One Choice Too Many?
One Choice Too Many?
Everyday, we are faced with decisions to make. In this samsaric world we live in, the choices many make are sometimes not so good, and most of the time painful to different extents. To be presented with choices is not a bad thing because it forces us to decide. It is better than having no choice? Clearly, the outcome is not likely to be perfectly desirable if is the decision is hard to make. Problems exist especially if one is presented with two seemingly equally painful alternatives. Here is a classic one - "If two of your relatives may drown and you can save only one, who would you save - your mother or your wife?
Most of life's painful decisions usually are presented with no choice, one choice, or two equally painful choices. Imagine making the difficult decision of whether to end the life-support of a brain dead loved one versus keeping him alive in a vegetative state. Either way, regret and remorse is likely to ensue.

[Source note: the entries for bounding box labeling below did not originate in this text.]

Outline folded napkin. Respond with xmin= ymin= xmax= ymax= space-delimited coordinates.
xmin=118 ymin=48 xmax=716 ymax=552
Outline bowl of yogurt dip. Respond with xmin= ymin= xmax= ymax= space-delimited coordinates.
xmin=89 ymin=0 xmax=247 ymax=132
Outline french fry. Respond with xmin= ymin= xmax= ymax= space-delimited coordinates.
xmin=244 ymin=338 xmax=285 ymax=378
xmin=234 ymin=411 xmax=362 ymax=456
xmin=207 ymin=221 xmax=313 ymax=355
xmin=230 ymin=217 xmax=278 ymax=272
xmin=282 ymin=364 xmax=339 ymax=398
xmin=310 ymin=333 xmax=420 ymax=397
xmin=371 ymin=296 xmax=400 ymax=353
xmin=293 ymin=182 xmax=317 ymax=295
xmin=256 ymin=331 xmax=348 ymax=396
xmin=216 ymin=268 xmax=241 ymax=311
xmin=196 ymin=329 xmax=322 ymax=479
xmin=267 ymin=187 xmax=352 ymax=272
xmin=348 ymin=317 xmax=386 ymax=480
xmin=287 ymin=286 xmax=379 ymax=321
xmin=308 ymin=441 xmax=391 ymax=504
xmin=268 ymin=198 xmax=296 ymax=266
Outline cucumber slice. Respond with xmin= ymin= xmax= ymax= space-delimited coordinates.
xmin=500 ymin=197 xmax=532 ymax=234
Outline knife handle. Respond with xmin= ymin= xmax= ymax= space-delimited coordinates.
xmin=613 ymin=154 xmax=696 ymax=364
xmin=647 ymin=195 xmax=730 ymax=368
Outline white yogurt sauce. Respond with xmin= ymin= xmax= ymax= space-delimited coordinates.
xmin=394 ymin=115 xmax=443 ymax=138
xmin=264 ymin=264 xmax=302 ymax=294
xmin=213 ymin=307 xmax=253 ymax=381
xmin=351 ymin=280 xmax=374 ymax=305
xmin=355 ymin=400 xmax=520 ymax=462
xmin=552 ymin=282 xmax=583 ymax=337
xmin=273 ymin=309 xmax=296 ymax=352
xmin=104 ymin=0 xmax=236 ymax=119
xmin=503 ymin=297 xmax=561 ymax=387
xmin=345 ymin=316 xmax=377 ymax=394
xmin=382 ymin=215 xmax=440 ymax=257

If they must, rational people would choose the least painful out of all painful choices presented to them. And when choosing among the desirable in life, take the one which gives the most satisfaction. People often find themselves indecisive when given more than two choices. Is it really a good thing to be having more than two choices? Three, forty, a hundred, maybe infinite choices? Too many choices can bring about paralysis, indecisiveness, procastination and fear of making sub-optimal decisions.
Students who are familiar with multiple choice questions know that they have only one correct choice to make - out of four or five alternatives, which they would eventually narrow down to two close possible answers. No matter how many choices one may be presented, ultimately only two choices are left and one decision has to be made. The indecision is caused by greed and the unwillingness to accept that the decision made might be an inferior or more painful one. This comparison and constant seeking of perfection and lesser suffering has no end, and regret follows when forgone choices turn out better than expected, being seen as missed opportunities.
One example which I observed is that Buddhists are generally spoilt by choices when they are faced with which Buddhist tradition to practise. Within the Mahayana tradition, there are a wide range of different "zong" (traditions) and "fa men" (Dharma gates or practices). They tend to migrate from one tradition to another. Due to lack of focus, they then achieve little progress in their cultivation.
A very intelligent brother once shared with me that the Pureland method seems unchallenging for his personal cultivation because he feels that there are higher levels of practice such as the more profound Hua Yen tradition. I told him that it may be that the Hua Yen tradition fits him better, so he should be focused on its practice. (But then again, has he mastered the fruits of Pureland practice to make a sound judgement? Or did he belittle its profoundness as a masterful skilful means?)
In the Surangama Sutta (Leng Yeng Jing), twenty-five Arhats and Bodhisattvas shared their experiences on their practice on the path to enlightenment, each succeeding through in-depth focused meditation on a single subject. For instance, Avalokitesvara Bodhisattva had focused on using mindfulness of sounds. Thus, there are no best choices for all? One has to discover what works best for oneself.
With the objective of cultivation being the same, no matter which Dharma gateway one chooses, as long as one is diligent and focused, he would eventually reach the other shore of liberation as would others on a different boat going the same direction. As one decides to go to the other shore, remember not to take too long to decide which boat to take!